The Battle for Lakipia review - why post-colonial Kenya is a land of unease | reviews, news & interviews
The Battle for Lakipia review - why post-colonial Kenya is a land of unease
The Battle for Lakipia review - why post-colonial Kenya is a land of unease
Tensions run high between white farmers and the indigenous people
The Battle for Lakipia is a beautifully filmed and thoughtfully directed documentary that was made over a two-year period. Its focus is the conflicting claim to Kenyan land made by white ranch owners of English descent and the indigenous pastoralist people.

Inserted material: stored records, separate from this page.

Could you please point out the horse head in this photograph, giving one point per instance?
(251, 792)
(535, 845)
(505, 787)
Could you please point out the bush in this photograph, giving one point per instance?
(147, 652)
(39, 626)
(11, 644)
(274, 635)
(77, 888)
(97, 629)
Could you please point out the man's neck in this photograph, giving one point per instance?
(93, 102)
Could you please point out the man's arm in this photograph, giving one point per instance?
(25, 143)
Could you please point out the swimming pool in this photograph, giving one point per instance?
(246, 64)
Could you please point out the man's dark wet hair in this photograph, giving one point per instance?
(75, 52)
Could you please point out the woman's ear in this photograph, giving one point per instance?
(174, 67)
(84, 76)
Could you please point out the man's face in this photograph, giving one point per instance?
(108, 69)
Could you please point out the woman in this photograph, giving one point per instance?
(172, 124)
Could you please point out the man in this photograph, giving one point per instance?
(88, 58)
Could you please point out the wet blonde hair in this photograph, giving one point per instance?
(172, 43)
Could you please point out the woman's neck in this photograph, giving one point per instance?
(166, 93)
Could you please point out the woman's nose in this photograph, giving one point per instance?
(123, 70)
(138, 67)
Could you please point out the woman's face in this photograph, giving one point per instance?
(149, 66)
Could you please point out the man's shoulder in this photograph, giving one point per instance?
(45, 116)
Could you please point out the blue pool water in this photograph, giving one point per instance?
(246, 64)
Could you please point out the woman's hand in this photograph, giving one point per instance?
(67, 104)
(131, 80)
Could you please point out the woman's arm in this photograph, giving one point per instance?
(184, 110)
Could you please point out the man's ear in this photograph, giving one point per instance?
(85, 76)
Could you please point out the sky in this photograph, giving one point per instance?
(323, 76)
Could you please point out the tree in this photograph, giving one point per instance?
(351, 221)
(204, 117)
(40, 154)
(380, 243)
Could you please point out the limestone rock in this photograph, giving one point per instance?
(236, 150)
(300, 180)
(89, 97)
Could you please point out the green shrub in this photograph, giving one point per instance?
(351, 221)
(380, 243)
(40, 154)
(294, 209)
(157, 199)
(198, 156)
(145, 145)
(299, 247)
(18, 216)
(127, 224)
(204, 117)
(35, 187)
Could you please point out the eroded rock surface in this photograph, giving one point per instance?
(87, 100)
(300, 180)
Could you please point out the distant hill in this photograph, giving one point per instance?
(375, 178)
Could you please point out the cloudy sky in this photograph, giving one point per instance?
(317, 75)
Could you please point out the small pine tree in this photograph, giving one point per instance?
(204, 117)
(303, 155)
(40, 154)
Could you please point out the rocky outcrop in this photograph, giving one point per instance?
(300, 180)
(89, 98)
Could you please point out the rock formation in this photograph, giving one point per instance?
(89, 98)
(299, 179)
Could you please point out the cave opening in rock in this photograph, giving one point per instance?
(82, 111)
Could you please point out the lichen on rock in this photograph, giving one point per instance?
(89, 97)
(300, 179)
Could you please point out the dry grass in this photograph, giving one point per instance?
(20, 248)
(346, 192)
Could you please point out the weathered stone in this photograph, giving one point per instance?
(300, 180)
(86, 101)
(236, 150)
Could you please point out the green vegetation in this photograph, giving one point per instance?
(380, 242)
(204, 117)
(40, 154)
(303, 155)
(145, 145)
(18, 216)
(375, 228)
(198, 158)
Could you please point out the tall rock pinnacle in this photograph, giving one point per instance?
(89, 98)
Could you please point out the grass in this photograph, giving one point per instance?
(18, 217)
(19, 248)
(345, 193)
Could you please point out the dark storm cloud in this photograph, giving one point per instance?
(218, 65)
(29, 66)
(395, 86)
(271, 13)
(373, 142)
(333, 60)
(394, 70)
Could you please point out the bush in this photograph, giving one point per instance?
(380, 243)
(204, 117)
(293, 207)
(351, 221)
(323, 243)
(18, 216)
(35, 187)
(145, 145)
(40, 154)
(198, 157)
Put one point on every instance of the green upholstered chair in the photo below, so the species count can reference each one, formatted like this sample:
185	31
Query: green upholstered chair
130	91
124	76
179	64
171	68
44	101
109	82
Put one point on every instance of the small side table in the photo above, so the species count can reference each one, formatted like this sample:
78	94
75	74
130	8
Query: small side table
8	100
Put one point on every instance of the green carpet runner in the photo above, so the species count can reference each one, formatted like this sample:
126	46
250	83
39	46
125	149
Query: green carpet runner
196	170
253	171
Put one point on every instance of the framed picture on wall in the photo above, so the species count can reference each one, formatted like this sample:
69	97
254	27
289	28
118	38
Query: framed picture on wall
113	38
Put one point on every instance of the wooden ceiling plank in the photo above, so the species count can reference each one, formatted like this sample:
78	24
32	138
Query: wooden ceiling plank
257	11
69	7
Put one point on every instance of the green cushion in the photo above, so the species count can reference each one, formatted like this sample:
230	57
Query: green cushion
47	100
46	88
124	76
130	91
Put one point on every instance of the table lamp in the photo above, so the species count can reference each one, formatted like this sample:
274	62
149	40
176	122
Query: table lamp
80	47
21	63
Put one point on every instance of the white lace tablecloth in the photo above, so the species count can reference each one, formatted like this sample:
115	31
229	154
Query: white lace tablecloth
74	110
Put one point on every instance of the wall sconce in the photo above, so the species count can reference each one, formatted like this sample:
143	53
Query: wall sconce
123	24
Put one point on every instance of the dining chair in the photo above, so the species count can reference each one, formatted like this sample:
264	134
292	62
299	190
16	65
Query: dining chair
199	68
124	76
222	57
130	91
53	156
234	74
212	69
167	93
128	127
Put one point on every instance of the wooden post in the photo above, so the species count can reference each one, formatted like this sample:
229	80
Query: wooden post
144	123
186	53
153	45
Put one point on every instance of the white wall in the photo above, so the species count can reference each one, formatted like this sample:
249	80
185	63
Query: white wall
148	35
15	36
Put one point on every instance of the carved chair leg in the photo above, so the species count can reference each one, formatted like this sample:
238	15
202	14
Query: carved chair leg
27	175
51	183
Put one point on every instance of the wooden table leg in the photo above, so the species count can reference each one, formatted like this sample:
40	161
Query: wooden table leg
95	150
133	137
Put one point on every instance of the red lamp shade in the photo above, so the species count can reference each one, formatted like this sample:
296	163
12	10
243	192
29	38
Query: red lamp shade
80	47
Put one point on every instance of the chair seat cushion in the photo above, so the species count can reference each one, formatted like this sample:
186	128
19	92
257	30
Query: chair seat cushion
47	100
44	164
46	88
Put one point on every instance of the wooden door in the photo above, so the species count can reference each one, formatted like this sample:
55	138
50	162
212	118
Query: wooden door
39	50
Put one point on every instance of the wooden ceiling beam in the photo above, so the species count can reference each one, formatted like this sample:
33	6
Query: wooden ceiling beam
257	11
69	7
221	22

Global warming has led to longer and more terrible droughts that scorch the grasslands and make it impossible for the pastoralists’ herds of cows, sheep, and goats to survive on the land they traditionally navigate.The white farmers, who have turned their own acres into highly cultivated land and also run luxury safaris for tourists, do not want the pastoralists bringing their starving, dehydrated herds to graze on their lush acres. It’s one thing to offer Instagram-perfect scenes of endangered zebras roaming freely to wealthy travellers, another to allow hundreds of skeletal cows to spoil the view from the safari jeep. Maintaining the biodiversity of threatened animals that appeal to tourists and zoologists trumps the survival needs of the Samburu people, at least in the eyes of one of the ranch owners.
Directors Peter Murimi and Daphne Matziaraki have crafted their documentary to be as seemingly balanced as possible. We follow white families who have lived in the Lakipia region for generations, and hear their rationale for their intensive farming methods. There is no doubt that, after so many decades of ownership and graft, they feel entitled to call Kenya home.
We also get to know several families from the semi-nomadic Samburu people, who follow an ancient tradition of moving their herds to graze according to season. There is no narration by the filmmakers, who prefer to let their subjects and news footage – from the 1950s Mau Mau uprising to the present day – do a lot of the narrative exposition.
Without a commentary to guide us and with a slow pace that leaves time for thought, the audience is asked to make its own judgement on who is right. Is it the white landowners, who believe that the pastoralists' way of life is dying and that they should join the modern world of farming and tourism instead? Or is it the Samburu people, who maintain that “no matter our level of education, cows define our lives” and insist that they are not bandits but have an inalienable right to graze their herds on the land.
The scenes where the white landowners chat on iPads with their neighbours about rumoured threats from their black neighbours, or host lavish barbecues, contrast with the scenes of the hard life led by the Samburu pastoralists. The access granted to the filmmakers and the openness with which both black and white interviewees discuss their conflicts and prejudices is impressive. One white owner, Maria Dodds (pictured above with her son), maintains that hers is not a racial clash but one instigated by local politics (an election runs through the film).
But it’s hard not to see the patronising seam that runs through the landowners' arguments. Ultimately, the blame for climate change, which is devastating the Samburu semi-nomadic way of life, lies with developed countries and the colonial legacy. Murimi and Matziaraki have made a carefully calibrated documentary that nevertheless packs a punch.